Trent was thrown against the wall. Hard. He fell to the floor and rolled, his weapon landing a few feet from him. His right shoulder had exploded in pain, the wound he'd received on São Paulo returning with a vengeance. Nevertheless, he crawled over and picked up his weapon before surveying the scene.

The desk had been completely obliterated. Jones was laying in a bloody heap several feet from where the desk had been. Grimes had apparently been thrown through the window behind his desk by the explosion. Trent knew he was dead; if the explosion itself hadn't killed him (an unlikely scenario), the two hundred story fall definitely would. Jones' condition was a bit harder to ascertain. He didn't appear to be moving, but Trent was far enough away that he could be breathing shallowly and Trent wouldn't notice. Lane was a few feet behind Trent. His head was bleeding but he'd managed to rise to one knee and was holding the unconscious guard's gun. It was for naught, however, as the door burst open and no less than three dozen armed men stormed into the room.

"Drop the weapons!" ordered one of the men. Lane and Trent both raised their arms in a surrendering manner and dropped the guns. One guard came over to each and kicked the weapons away before placing them in handcuffs. Trent saw one man look up from Jones and shake his head. Jones was gone. "Take them to holding cell A," said the same man who had spoken, who was apparently in command.

"Wait," said Lane. "I need to speak to the highest ranking official in the Navy. We have information that needs to be brought to light."

"I will… see what I can do," the man said. He jerked his head and Trent and Lane were brought to their feet.

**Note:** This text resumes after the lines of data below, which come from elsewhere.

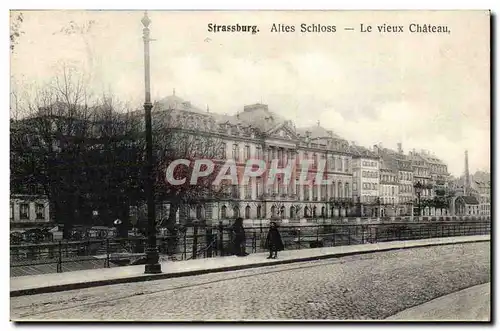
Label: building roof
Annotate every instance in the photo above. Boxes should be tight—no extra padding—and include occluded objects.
[232,103,286,132]
[349,143,380,159]
[297,125,342,139]
[460,195,479,205]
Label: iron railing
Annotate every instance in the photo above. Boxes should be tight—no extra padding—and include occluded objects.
[10,221,491,277]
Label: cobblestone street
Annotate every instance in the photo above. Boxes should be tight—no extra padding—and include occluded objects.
[11,243,490,320]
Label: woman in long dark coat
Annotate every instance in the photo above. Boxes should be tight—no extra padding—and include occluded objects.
[266,222,285,259]
[231,217,248,256]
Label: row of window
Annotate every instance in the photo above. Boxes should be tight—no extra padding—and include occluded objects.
[362,161,378,167]
[380,175,398,183]
[234,179,351,200]
[10,203,45,220]
[399,184,413,193]
[382,186,397,195]
[363,183,378,190]
[217,205,346,219]
[363,171,378,178]
[399,171,413,181]
[219,143,351,172]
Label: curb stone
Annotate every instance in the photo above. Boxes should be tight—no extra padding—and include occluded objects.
[10,239,491,298]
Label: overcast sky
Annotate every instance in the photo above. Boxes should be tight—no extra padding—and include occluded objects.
[11,11,490,176]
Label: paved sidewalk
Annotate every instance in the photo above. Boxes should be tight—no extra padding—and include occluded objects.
[10,235,490,297]
[387,283,491,322]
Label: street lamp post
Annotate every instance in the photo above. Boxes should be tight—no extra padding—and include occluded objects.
[413,182,423,217]
[141,12,161,274]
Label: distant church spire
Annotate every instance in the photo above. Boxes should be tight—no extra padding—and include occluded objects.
[464,150,470,195]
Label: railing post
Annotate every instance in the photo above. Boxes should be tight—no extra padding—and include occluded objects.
[106,238,110,268]
[191,223,198,260]
[252,230,257,253]
[181,230,187,260]
[56,240,62,272]
[217,221,224,256]
[205,227,213,257]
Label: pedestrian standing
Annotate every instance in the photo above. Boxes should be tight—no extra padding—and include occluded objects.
[231,217,248,256]
[266,222,285,259]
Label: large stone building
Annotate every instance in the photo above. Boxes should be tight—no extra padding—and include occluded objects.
[153,95,353,220]
[351,143,380,216]
[10,194,51,229]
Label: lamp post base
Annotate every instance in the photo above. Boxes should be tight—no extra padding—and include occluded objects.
[144,248,161,274]
[144,263,161,274]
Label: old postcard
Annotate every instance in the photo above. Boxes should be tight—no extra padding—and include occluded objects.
[10,10,491,322]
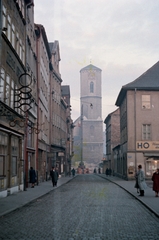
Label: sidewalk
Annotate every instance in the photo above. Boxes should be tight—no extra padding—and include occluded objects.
[98,174,159,218]
[0,177,73,217]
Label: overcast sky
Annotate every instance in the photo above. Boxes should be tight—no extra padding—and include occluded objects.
[34,0,159,124]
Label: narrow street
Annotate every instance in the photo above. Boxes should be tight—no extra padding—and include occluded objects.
[0,174,159,240]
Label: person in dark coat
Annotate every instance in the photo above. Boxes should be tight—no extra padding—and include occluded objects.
[29,167,36,188]
[50,167,58,187]
[134,173,139,193]
[71,168,75,177]
[152,168,159,197]
[137,165,147,196]
[105,168,109,176]
[108,168,112,176]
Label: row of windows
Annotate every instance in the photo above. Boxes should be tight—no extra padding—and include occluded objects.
[0,68,15,108]
[0,132,18,176]
[0,68,35,114]
[2,6,25,64]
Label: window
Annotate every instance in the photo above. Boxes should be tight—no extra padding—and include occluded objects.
[4,74,10,105]
[0,132,8,176]
[19,39,22,60]
[0,155,5,177]
[11,136,18,176]
[142,95,151,109]
[0,68,5,101]
[15,32,19,55]
[7,15,11,42]
[90,82,94,93]
[2,6,7,30]
[142,124,151,140]
[12,24,15,48]
[10,80,14,108]
[90,126,94,136]
[12,156,17,176]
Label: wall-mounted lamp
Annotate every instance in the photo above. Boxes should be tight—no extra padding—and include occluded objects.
[2,27,8,32]
[90,103,93,108]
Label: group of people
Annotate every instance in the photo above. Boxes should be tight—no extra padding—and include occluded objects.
[29,165,159,197]
[50,167,59,187]
[135,165,159,197]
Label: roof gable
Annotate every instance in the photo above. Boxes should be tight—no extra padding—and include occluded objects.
[80,64,102,72]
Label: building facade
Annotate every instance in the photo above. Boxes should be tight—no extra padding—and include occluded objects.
[80,64,103,171]
[104,108,120,173]
[0,0,33,197]
[0,0,71,197]
[114,62,159,179]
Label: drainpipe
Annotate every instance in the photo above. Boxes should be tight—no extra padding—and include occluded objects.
[134,88,137,174]
[36,26,40,185]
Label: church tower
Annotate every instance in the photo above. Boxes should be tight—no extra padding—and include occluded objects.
[80,64,103,169]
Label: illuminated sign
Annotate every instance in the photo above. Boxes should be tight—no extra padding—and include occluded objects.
[136,141,159,151]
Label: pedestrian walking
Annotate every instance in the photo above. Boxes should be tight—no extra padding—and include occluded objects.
[29,167,36,188]
[134,173,139,193]
[71,168,75,177]
[108,168,112,176]
[137,165,147,196]
[50,167,58,187]
[152,168,159,197]
[105,168,109,176]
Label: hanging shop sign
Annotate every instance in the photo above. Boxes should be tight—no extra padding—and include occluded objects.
[136,141,159,151]
[14,73,34,112]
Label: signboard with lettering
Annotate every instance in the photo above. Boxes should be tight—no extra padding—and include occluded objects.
[136,141,159,151]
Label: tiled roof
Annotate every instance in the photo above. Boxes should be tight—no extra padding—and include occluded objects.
[61,85,70,96]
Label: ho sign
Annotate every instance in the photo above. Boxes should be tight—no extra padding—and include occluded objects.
[136,141,159,151]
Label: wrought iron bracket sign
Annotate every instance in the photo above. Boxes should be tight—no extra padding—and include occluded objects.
[14,73,34,113]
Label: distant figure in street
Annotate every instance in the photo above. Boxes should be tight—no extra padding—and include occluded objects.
[134,173,139,193]
[105,168,109,176]
[50,167,58,187]
[71,168,75,177]
[152,168,159,197]
[137,165,147,196]
[108,168,112,176]
[29,167,36,188]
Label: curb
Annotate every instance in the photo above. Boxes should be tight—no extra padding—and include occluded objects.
[97,174,159,218]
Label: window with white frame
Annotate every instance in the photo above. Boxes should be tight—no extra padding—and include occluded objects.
[7,15,12,42]
[11,136,18,176]
[142,124,151,140]
[0,68,5,101]
[19,39,22,60]
[15,32,19,55]
[90,82,94,93]
[12,23,15,48]
[4,74,10,106]
[142,95,151,109]
[0,131,8,177]
[2,6,7,30]
[10,80,14,108]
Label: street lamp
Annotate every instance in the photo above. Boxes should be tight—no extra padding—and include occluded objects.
[81,104,83,166]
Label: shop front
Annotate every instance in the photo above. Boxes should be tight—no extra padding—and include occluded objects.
[0,128,23,197]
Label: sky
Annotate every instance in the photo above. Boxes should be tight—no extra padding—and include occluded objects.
[34,0,159,124]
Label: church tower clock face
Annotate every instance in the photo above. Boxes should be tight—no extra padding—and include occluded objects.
[88,66,96,78]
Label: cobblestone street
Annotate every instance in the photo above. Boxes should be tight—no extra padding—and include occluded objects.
[0,175,159,240]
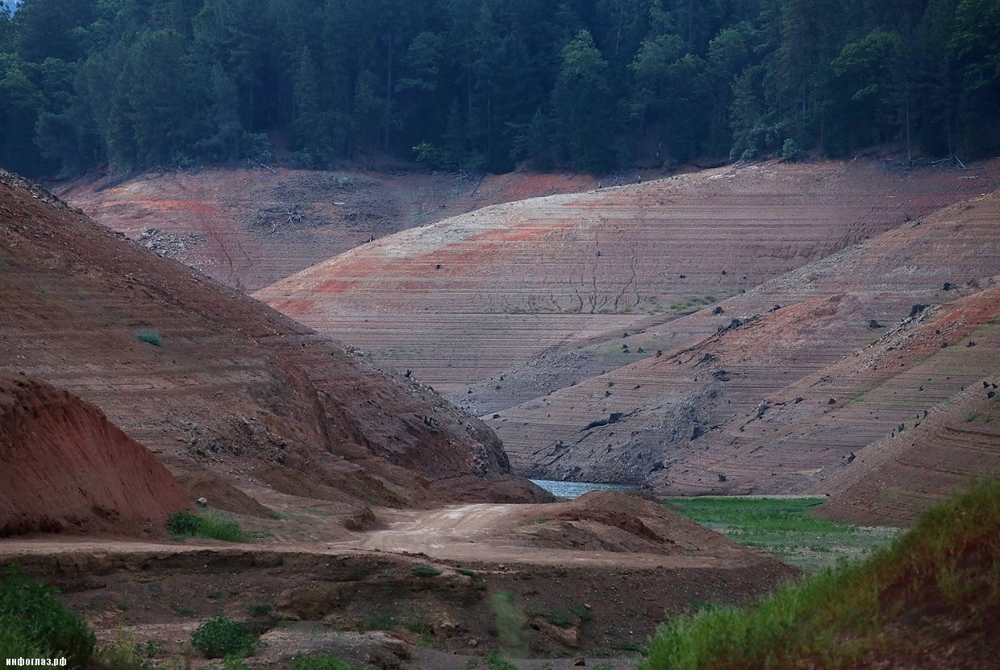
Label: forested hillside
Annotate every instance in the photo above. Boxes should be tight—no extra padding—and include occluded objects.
[0,0,1000,175]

They were taken down several floors and put in a spartan room with only a table and four chairs, all bolted to the floor. The guards exited, leaving the two alone.

"I should have shot Grimes," said Trent bitterly. He slammed his fist on the table. "Damnit, I could've saved Jones. I guess I'm still not used to shooting political figures on sight."

"It's quite likely that the bomb was on a dead man's switch," said Lane pensively. "Even if you'd have shot him the bomb would have gone off."

Trent nodded, the words having relieved him of some of his guilt, though not all. "Where do we go from here?" he asked.

"Grimes and Dick are both dead, which means that I am the one who will become Acting President, assuming I'm not arrested. I need to contact King and have him relay the evidence, and then I'll be sworn in. After that, we'll have to consolidate our forces and stand up to Rheinland."

"And in the meantime?"

"We wait."


It was three hours until anyone else came into the room. It was a middle-aged woman in full military uniform who finally entered the room. Her rank insignia was that of a Rear Admiral. She dropped a folder on the table and sat down.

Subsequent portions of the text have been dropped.